Revista Veja
Imposição de prazo às campanhas atenta
contra a liberdade e não combate o criminoso abuso de poder
Os arcaicos meios e modos da política
brasileira, que sabidamente não acompanharam a evolução de variados setores
desde a redemocratização do país, volta e meia dão as caras. Suscitam breves
debates, mas de pronto voltam ao recôndito de suas obsoletas tocas.
Foi o caso da tentativa do partido do
presidente de interditar, via Tribunal Superior Eleitoral, manifestações de
artistas no festival Lollapalooza. A decisão de um juiz do TSE provocou
indignação geral, mas o assunto candidatou-se ao esquecimento em meio ao
turbilhão de acontecimentos e depois de Jair Bolsonaro mandar o PL
retirar a ação.
Ato desastrado aquele, diga-se, pois que
reclamações à Justiça Eleitoral no curso das campanhas não é hábito dos
partidos. Preferem a tolerância cúmplice, por medo de que decisões contrárias
ao adversário venham a confirmar que a madeira bate com intensidade igual em
Chico e em Francisco.
Provavelmente essa conta de reciprocidade
inspirou a ordem de Bolsonaro para o PL recolher os flaps. Com a cena tomada
pela demissão do ministro da Educação, a troca de comando na Petrobras e, num
segundo plano, a volta de Eduardo Leite à disputa pela legenda do PSDB para
concorrer à Presidência, o tema das restrições a campanhas subiu no pódio das
irrelevâncias.
Não deveria, dada a importância do assunto. Com esse desdém perde-se a chance de lançar luz, dúvidas e contestações sobre a questão: precisamos mesmo que o Estado nos diga quando, onde e como deve ser permitido fazer campanha eleitoral? Claro que não, assim como não temos a menor necessidade de ser obrigados a votar, por definição o exercício de um direito.
São amarras estatais absolutamente anacrônicas, tentativas de controle incompatíveis com a realidade que, além de infantilizar o eleitorado, desviam o foco daquilo que realmente precisa ser combatido e corrigido. Deixemos por ora de lado o voto obrigatório para nos concentrarmos na questão da campanha antecipada, cuja urgência reside demonstrada em sua total incompatibilidade com os fatos.
A lei que estabelece o momento a partir do
qual as campanhas eleitorais são permitidas data de 1997, ocasião em que o
mundo era outro e nem se sonhava com o uso ampliado da internet na forma como
agora conhecemos. Até 2015, as campanhas tinham duração de noventa dias, mas
desde então o prazo foi reduzido para 45 dias e assim é ainda hoje.

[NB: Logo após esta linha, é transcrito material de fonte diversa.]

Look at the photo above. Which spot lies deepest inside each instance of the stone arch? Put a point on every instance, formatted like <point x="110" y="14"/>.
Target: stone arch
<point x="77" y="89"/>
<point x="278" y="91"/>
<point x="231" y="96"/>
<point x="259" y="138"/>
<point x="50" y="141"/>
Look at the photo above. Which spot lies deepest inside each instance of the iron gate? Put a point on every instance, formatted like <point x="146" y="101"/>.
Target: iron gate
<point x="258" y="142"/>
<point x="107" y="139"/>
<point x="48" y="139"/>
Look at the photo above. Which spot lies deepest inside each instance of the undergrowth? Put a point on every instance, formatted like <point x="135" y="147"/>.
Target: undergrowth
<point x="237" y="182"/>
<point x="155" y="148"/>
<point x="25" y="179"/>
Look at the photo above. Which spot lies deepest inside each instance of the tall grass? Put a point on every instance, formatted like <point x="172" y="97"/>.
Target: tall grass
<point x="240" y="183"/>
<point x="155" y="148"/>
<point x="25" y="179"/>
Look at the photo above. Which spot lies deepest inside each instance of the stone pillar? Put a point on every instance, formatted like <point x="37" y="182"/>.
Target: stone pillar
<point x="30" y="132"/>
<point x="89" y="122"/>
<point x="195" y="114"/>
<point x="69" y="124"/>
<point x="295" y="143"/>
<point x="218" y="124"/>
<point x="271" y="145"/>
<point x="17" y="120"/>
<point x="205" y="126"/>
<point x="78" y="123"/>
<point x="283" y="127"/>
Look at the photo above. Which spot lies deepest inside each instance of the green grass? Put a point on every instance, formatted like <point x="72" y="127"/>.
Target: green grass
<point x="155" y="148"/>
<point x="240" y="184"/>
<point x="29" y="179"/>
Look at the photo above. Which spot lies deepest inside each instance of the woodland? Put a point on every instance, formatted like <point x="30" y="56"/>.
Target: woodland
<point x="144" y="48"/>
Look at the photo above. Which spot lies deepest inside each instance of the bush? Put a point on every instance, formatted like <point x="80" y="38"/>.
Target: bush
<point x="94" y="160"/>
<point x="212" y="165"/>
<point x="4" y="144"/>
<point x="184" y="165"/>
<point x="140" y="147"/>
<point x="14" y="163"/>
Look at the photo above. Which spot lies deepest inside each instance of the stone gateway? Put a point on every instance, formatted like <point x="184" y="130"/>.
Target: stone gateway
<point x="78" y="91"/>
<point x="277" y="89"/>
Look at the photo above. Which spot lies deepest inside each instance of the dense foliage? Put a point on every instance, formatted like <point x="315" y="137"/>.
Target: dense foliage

Antes disso não são permitidos comícios,
divulgação de candidaturas nos espaços reservados aos partidos no rádio e na
televisão e muito menos pedir votos em quaisquer atos públicos. Pergunto: tais
regras, individualmente ou em conjunto, são respeitadas?
Não são. Inexiste fiscalização, viceja a
tolerância por parte da Justiça Eleitoral, grassa a cumplicidade leniente entre
partidos, mas principalmente não são normas respeitadas porque não fazem
sentido. Comícios tais como se faziam antigamente já não existem. Se a regra
fosse aplicada com rigor, estariam enquadradas nela as manifestações de
natureza política que acontecem o tempo todo e nas quais o pedido de votos está
implícito.
Temos campanhas autorizadas por 45 dias e
vivemos em clima de eleição há mais de três anos, desde a proclamação dos
resultados eleitorais de 2018. Não só Bolsonaro se comporta como candidato
diuturnamente. Luiz Inácio da Silva governou por oito anos ao modo de palanque.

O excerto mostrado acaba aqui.